Overview
MCP standardizes how an AI application discovers and calls tools. Synapsor adds the database-specific commit boundary: reviewed semantic capabilities, trusted tenant and object scope, evidence-backed proposals, approval or deterministic policy, conflict-checked writeback, receipts, and replay.
Without Synapsor: connect agent to database, give it a tool, hope it behaves. With Synapsor: MCP calls a reviewed capability, Synapsor binds trusted context, reads become evidence, writes become exact proposals, and a trusted runner commits only after approval and conflict checks.
For existing Postgres/MySQL, Synapsor does not physically branch or merge the source database. The proposal/evidence/replay state lives in Synapsor, and the external database changes only when a customer-controlled trusted runner applies an approved writeback job.
Request authority versus execution authority
A model-facing MCP tool call can request or propose a database action. It should not carry tenant authority, write credentials, approval identity, arbitrary table names, or final commit authority.
The trusted runner is the execution authority. It receives an approved structured writeback job and validates primary key, tenant, allowed columns, idempotency, and conflict guard before attempting one parameterized row update.
What Synapsor protects
Synapsor protects the database state transition in the Synapsor path: no model-facing raw SQL, trusted scope outside model args, proposal-before-write, exact diff, allowed columns, conflict guard, idempotency, receipt, and replay.
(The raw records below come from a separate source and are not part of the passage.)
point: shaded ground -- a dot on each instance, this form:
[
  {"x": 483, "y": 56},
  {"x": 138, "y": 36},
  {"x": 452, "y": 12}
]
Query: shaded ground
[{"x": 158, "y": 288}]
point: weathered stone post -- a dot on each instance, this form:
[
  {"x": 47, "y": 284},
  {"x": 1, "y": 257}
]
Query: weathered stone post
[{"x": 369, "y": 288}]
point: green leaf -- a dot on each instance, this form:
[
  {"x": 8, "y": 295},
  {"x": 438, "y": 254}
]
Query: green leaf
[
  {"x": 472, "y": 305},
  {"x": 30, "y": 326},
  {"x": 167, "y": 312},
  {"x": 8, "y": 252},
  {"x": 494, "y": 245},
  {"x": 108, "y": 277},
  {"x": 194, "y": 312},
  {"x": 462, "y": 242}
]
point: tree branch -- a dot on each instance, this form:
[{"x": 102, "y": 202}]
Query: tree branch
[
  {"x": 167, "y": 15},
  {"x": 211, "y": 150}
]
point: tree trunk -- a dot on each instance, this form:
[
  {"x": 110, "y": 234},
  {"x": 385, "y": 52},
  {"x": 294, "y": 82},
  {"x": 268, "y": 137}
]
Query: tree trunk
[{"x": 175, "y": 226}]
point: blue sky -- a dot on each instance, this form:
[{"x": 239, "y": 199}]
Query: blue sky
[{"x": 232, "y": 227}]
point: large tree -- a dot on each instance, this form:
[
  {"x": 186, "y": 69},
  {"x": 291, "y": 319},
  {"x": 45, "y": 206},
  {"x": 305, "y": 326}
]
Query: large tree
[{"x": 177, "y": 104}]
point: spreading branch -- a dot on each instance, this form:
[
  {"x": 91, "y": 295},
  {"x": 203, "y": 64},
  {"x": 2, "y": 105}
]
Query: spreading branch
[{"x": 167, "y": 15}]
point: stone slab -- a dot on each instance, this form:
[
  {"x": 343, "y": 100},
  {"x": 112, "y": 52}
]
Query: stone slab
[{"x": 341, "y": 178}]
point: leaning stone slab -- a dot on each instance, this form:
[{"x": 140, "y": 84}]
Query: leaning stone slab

Synapsor does not claim to secure every MCP server, fix prompt injection, protect a compromised MCP host, or replace general MCP security practices.
Developer notes
- Expose semantic tools, not raw SQL.
- Bind tenant, principal, source, object, allowed columns, and row version outside model args.
- Treat proposal creation as success even when approval is required.
- Use conflict receipts to show when the row changed after the agent saw it.